His critics jumped on the integrity bandwagon. Weiner lied about sending the tweet at first, indicating his account had been hacked. And what about his infidelity?
While most people would like to admit to “taking a higher road,” 99 percent of the population would have done the same thing given the same circumstances.It’s human nature. He panicked. He was embarrassed. The fact is though that Weiner (and yes, he has an unfortunate name), is not the first person to commit such an act. Granted, that doesn’t make it okay. But last time I checked, it wasn’t illegal for a guy to email a photo of his chest to someone. And whether that constitutes marital infidelity is between Weiner and his wife. I would argue sleazy behavior “yes,” cheating “no.”
Prior to the Weiner ‘scandal,’ Saturday Night Live (SNL) recently parodied the growing epidemic of the taking and distributing such images via cell phone: SNL Skit.
And I’ll refrain from even attempting to count the number of parodies created by various videographers after Brett Favre was found to have sent photos of his “better half” to various women via cell phone.
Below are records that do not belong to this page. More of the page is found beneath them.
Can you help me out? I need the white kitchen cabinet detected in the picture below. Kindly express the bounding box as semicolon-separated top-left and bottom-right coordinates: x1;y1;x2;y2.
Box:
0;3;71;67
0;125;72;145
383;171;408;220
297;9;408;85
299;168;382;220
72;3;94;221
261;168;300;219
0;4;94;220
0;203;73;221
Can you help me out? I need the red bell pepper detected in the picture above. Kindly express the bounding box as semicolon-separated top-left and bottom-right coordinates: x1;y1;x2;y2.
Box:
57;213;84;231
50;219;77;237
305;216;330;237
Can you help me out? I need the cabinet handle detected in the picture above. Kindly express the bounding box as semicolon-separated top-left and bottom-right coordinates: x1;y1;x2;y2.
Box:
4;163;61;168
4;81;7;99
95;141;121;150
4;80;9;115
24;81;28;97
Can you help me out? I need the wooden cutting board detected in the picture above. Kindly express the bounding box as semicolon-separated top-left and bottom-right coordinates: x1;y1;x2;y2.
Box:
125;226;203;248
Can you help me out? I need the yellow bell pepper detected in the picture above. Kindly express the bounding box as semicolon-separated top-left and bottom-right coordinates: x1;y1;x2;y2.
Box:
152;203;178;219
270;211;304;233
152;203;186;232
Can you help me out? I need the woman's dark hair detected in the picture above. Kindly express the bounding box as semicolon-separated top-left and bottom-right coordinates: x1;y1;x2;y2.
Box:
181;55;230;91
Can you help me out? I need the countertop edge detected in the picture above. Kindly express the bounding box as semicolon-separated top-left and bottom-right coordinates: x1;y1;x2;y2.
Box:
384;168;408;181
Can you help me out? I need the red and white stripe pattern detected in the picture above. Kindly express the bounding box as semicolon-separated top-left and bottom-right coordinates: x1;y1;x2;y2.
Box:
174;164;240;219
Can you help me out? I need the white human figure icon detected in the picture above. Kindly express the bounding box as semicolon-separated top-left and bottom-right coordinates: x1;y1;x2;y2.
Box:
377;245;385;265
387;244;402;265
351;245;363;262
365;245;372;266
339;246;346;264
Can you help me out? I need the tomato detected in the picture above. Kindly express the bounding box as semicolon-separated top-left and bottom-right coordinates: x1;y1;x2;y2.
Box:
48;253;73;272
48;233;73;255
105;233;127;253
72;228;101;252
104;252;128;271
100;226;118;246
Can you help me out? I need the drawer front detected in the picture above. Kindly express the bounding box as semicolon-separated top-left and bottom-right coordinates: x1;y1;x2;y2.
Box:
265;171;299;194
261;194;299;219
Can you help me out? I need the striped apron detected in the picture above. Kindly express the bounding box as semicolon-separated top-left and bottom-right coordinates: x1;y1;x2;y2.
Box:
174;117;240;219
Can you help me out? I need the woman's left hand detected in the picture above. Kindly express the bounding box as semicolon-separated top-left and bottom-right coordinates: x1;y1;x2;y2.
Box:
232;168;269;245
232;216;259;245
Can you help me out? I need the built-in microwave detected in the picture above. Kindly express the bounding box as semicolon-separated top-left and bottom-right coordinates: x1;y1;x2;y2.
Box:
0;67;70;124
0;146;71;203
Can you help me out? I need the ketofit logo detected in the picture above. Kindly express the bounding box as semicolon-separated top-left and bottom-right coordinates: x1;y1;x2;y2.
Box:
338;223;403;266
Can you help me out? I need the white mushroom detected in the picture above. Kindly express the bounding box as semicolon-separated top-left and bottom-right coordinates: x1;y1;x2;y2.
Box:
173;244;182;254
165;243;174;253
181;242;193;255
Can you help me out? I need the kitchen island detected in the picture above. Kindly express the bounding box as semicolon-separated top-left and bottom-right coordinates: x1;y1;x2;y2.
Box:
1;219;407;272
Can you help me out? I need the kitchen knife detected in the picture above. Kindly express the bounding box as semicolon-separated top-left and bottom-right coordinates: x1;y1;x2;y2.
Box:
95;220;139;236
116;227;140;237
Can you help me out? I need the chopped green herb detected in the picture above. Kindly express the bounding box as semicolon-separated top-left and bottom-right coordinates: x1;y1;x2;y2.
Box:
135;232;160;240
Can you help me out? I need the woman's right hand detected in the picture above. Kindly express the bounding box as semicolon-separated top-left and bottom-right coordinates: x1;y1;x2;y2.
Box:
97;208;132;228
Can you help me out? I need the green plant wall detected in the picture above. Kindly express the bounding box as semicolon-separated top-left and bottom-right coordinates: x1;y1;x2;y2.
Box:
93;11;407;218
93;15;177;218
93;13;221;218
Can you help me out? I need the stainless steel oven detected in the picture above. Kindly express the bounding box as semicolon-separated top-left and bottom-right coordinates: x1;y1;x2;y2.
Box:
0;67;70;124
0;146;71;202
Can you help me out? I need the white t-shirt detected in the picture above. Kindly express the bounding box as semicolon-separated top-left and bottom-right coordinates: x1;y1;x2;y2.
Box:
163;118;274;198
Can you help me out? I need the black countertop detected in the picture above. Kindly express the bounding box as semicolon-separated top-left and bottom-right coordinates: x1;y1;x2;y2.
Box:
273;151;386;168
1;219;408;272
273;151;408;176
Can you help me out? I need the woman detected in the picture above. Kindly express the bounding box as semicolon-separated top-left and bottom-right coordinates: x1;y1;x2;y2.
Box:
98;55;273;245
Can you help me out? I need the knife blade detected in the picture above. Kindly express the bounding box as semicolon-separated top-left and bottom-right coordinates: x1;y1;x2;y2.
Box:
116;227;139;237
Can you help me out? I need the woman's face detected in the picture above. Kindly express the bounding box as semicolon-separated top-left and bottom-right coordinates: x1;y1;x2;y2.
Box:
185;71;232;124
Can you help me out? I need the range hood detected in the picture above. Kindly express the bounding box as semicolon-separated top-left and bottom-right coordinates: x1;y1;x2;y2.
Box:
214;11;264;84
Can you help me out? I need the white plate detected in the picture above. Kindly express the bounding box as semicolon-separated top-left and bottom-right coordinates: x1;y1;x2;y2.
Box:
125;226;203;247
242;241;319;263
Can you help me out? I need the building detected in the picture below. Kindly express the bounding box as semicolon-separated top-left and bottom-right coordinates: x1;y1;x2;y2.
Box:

And then let’s not even began to start listing other high-ranking political officials with similar marital infractions (Bill Clinton, Kwame Kilpatrick et. al.).
This information was not news. Yet people consumed it like water after spending 40 years in the desert.
And then I read the article on today’s Wall Street Journal on “planking.” The art of planking involves people laying like planks to imitate wood planks. Why you ask? Well for the sake of art, or challenge. Positioning ones self in a challenging space and then having a photograph snapped.
Really? Come on.
Nope. People do that.
There only conclusion I can draw is that people have too much time on their hands these day and are looking for someone.. .anyone…with the least bit of excitement going on to follow. These same people are so incredibly bored with their own dull lives, they are literally dreaming up inane tasks and ways to occupy their time. There has got to be a more constructive way for people to spend their time. No wonder this country is going to hell in a hand basket.